During a record-setting heat wave in Chicago in July 1995, there were at least 700 excess deaths, most of which were classified as heat-related. We sought to determine who was at greatest risk for heat-related death.

Full Text of Background...

Methods

We conducted a case–control study in Chicago to identify risk factors associated with heat-related death and death from cardiovascular causes from July 14 through July 17, 1995. Beginning on July 21, we interviewed 339 relatives, neighbors, or friends of those who died and 339 controls matched to the case subjects according to neighborhood and age.

Full Text of Methods...

Results

The risk of heat-related death was increased for people with known medical problems who were confined to bed (odds ratio as compared with those who were not confined to bed, 5.5) or who were unable to care for themselves (odds ratio, 4.1). Also at increased risk were those who did not leave home each day (odds ratio, 6.7), who lived alone (odds ratio, 2.3), or who lived on the top floor of a building (odds ratio, 4.7). Having social contacts such as group activities or friends in the area was protective.
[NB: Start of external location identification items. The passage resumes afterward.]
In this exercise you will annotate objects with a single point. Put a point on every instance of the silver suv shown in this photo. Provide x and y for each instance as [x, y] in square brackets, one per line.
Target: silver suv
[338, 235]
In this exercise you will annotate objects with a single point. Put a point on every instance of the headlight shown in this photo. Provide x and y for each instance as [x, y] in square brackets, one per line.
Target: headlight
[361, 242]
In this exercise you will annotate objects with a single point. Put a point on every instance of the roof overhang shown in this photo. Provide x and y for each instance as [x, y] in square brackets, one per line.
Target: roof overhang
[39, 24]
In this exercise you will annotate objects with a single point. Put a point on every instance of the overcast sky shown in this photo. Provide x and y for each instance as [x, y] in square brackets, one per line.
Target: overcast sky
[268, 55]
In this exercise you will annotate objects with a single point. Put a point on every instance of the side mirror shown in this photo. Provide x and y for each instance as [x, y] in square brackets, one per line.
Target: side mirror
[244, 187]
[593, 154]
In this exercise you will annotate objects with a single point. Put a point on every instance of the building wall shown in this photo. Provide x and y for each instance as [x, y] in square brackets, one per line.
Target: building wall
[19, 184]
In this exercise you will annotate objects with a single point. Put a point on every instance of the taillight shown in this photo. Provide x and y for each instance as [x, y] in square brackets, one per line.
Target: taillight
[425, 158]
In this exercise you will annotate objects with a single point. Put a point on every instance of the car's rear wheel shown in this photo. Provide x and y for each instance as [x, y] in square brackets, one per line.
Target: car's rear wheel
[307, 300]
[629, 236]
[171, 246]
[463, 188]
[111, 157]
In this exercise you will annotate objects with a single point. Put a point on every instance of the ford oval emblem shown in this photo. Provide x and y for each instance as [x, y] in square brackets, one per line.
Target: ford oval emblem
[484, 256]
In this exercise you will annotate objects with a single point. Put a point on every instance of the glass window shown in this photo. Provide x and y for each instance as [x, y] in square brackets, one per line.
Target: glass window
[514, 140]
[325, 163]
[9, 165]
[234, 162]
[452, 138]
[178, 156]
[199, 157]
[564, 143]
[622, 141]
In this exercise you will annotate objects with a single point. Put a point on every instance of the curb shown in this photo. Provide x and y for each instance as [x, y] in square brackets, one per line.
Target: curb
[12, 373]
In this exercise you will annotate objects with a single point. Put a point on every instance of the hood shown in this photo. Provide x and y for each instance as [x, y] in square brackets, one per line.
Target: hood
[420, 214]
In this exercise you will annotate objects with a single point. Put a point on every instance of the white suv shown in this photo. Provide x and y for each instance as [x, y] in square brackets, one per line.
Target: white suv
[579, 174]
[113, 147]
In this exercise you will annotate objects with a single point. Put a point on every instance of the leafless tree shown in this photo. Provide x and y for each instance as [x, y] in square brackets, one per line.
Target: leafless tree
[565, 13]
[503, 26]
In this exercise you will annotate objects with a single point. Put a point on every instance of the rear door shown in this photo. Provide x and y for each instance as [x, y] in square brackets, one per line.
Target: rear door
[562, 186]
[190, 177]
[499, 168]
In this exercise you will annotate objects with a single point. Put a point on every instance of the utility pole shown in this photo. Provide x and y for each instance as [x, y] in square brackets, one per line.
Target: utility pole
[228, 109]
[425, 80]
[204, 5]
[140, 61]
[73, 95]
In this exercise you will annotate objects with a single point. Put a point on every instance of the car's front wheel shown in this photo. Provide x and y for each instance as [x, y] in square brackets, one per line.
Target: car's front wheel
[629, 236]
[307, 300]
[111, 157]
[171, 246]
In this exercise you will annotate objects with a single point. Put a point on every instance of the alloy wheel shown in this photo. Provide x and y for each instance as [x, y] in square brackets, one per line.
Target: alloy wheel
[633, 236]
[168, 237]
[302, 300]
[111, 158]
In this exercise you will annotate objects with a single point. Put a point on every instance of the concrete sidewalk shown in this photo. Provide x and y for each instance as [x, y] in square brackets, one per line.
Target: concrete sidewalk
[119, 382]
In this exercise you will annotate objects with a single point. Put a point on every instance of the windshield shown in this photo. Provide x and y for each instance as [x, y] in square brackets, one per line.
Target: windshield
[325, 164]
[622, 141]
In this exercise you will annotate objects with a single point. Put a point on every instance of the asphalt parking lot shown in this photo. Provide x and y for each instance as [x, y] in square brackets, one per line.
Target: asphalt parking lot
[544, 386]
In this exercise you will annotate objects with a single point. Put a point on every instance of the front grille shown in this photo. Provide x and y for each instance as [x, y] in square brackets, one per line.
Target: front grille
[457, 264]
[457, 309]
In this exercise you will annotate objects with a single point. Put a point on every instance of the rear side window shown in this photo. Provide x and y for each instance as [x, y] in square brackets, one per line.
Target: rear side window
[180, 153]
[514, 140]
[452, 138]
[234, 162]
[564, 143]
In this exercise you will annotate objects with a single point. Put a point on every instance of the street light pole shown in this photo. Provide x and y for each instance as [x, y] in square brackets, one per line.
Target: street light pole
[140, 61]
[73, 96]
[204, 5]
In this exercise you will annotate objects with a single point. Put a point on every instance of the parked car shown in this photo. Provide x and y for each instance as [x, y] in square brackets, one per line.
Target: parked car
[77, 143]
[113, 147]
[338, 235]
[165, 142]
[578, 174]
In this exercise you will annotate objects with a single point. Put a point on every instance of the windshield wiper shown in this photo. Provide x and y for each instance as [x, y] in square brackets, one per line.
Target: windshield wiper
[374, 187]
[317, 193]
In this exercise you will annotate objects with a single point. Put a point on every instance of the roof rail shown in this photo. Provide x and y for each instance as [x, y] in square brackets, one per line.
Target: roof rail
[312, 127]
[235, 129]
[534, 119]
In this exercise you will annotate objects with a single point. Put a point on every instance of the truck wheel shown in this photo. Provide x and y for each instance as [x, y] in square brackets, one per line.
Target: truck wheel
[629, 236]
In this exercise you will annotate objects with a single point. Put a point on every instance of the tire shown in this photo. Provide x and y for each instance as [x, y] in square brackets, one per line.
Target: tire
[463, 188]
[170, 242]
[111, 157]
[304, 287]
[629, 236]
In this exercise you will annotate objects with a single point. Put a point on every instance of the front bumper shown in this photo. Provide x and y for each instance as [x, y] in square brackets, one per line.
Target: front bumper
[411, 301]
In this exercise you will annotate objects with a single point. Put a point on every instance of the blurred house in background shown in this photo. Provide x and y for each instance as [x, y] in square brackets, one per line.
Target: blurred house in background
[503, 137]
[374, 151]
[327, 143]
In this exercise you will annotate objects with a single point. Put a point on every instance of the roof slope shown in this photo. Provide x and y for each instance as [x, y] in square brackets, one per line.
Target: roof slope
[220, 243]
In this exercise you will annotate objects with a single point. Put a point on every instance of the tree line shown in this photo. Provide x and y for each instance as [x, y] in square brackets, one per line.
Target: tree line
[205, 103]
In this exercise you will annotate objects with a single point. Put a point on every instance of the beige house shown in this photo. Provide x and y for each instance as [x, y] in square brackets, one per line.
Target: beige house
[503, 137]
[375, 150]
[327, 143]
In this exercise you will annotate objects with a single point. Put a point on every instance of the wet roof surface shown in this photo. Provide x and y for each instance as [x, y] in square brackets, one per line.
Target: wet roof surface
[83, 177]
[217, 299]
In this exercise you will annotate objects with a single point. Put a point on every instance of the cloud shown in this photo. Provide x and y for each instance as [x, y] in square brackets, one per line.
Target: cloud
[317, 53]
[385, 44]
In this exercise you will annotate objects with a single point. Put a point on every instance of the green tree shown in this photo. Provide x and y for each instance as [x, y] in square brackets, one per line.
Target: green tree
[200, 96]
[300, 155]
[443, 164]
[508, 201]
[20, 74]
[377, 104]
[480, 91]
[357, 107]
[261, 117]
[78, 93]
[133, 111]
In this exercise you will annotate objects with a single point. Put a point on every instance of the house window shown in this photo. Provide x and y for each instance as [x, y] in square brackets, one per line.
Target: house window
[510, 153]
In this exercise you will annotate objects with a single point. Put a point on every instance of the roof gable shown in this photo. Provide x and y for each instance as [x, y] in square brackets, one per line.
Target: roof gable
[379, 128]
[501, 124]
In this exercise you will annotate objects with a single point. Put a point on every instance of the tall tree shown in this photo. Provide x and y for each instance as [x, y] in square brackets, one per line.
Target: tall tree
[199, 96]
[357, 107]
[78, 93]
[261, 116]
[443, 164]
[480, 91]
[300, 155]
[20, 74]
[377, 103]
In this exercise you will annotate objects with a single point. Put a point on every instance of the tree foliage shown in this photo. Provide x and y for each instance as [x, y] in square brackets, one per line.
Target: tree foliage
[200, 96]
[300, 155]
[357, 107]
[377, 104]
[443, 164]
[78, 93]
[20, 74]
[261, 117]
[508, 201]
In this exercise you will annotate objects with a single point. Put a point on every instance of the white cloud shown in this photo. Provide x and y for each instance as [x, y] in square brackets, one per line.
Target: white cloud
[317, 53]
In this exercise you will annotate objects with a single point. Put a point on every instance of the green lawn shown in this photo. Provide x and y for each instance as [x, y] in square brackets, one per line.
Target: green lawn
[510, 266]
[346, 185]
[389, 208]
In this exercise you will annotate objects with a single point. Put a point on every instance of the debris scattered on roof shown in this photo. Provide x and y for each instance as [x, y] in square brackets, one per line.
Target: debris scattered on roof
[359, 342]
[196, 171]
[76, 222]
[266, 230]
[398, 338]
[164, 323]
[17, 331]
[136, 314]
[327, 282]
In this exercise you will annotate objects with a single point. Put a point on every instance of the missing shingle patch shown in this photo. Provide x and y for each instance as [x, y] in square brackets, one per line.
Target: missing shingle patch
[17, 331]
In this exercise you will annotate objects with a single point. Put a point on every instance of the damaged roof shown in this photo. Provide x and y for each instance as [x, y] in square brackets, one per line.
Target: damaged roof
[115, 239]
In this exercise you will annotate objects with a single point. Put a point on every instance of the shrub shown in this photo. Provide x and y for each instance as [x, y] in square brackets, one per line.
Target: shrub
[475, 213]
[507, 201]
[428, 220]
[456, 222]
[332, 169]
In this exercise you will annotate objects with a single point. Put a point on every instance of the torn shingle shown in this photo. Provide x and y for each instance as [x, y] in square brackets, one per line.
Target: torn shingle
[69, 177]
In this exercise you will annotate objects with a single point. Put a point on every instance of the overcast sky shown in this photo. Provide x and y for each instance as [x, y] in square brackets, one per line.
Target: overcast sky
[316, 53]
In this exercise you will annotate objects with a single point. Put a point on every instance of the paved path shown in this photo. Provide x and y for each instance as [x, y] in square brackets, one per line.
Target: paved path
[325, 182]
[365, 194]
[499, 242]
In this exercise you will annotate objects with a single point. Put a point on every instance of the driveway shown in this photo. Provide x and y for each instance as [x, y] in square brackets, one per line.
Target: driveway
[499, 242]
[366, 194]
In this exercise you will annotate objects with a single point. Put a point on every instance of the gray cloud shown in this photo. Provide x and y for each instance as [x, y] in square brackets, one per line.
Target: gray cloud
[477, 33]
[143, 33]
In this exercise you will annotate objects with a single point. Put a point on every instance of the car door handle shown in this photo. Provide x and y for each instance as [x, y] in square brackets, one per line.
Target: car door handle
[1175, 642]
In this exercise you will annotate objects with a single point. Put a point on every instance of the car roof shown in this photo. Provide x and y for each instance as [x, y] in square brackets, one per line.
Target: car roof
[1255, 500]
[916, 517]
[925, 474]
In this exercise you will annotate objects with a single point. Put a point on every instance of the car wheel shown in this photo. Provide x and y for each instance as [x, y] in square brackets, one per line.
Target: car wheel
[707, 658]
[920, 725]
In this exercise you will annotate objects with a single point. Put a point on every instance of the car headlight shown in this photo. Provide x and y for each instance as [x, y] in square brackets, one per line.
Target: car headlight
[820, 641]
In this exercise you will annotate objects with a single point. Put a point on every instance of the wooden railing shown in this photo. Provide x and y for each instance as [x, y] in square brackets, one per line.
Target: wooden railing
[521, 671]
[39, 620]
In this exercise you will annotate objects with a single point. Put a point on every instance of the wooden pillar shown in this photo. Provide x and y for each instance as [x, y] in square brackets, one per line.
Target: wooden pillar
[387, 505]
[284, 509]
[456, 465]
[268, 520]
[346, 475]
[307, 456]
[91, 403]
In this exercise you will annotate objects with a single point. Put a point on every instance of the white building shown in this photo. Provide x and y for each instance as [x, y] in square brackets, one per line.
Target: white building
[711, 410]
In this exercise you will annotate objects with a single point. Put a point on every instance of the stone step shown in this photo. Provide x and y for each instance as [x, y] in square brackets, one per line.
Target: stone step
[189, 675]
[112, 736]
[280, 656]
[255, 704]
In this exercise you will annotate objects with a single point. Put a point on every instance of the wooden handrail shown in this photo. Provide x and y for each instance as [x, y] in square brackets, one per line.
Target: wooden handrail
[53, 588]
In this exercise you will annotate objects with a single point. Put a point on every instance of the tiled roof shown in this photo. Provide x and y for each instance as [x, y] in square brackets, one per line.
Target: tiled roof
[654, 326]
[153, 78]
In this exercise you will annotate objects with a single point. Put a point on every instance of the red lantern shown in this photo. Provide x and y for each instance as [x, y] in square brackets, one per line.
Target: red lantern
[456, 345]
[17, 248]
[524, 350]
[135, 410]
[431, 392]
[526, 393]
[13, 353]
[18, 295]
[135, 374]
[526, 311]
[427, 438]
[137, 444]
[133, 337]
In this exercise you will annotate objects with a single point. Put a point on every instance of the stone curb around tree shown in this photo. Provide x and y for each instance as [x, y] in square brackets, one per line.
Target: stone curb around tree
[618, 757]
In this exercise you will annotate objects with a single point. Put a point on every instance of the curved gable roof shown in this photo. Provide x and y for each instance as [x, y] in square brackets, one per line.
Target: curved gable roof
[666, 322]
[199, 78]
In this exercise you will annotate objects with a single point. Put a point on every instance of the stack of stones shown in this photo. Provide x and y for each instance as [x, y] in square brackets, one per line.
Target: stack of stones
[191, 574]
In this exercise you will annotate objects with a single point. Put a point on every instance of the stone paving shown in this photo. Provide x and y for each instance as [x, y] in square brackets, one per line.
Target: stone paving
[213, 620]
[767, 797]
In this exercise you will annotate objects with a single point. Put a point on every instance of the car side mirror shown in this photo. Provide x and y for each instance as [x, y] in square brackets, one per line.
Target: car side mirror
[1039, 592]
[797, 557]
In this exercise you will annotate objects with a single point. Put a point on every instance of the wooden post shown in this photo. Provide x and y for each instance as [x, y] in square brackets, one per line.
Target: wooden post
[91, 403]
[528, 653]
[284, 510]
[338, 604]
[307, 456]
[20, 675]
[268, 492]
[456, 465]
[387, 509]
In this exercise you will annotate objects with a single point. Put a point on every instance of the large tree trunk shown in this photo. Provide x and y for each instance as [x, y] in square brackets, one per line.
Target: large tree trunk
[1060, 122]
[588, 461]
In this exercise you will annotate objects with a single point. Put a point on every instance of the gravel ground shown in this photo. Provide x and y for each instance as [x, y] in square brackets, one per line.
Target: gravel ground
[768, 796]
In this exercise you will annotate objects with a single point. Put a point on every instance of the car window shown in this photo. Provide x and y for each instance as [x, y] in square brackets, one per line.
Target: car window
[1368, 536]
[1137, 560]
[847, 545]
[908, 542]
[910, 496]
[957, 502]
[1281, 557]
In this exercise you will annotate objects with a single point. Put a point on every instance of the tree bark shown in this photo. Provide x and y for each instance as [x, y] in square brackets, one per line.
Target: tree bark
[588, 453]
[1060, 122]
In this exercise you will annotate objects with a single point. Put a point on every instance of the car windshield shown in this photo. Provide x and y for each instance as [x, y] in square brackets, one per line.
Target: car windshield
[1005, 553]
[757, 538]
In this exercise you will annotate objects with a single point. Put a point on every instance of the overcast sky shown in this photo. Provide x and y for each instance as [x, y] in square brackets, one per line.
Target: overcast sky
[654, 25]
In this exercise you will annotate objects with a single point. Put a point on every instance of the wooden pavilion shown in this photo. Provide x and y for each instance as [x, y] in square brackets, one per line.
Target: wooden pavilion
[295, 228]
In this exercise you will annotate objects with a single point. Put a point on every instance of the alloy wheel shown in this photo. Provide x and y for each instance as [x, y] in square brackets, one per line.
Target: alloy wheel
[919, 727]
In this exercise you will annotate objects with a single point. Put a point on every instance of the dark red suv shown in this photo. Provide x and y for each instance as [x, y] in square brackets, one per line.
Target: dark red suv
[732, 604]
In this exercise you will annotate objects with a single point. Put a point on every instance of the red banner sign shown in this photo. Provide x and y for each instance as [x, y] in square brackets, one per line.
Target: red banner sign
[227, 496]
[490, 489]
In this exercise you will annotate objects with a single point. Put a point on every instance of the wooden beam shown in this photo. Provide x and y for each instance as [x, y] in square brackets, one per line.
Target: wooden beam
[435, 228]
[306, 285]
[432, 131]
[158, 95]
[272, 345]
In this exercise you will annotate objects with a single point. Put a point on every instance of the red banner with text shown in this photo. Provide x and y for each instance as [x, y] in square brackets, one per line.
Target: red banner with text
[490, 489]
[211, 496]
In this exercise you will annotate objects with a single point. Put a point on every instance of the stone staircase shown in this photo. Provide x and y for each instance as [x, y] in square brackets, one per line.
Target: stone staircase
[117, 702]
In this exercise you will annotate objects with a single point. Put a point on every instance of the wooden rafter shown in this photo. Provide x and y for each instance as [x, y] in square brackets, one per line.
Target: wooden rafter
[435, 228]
In a multivariate analysis, the strongest risk factors for heat-related death were being confined to bed (odds ratio, 8.2) and living alone (odds ratio, 2.3); the risk of death was reduced for people with working air conditioners (odds ratio, 0.3) and those with access to transportation (odds ratio, 0.3). Deaths classified as due to cardiovascular causes had risk factors similar to those for heat-related death.

Full Text of Results...

Conclusions

In this study of the 1995 Chicago heat wave, those at greatest risk of dying from the heat were people with medical illnesses who were socially isolated and did not have access to air conditioning. In future heat emergencies, interventions directed to such persons should reduce deaths related to the heat.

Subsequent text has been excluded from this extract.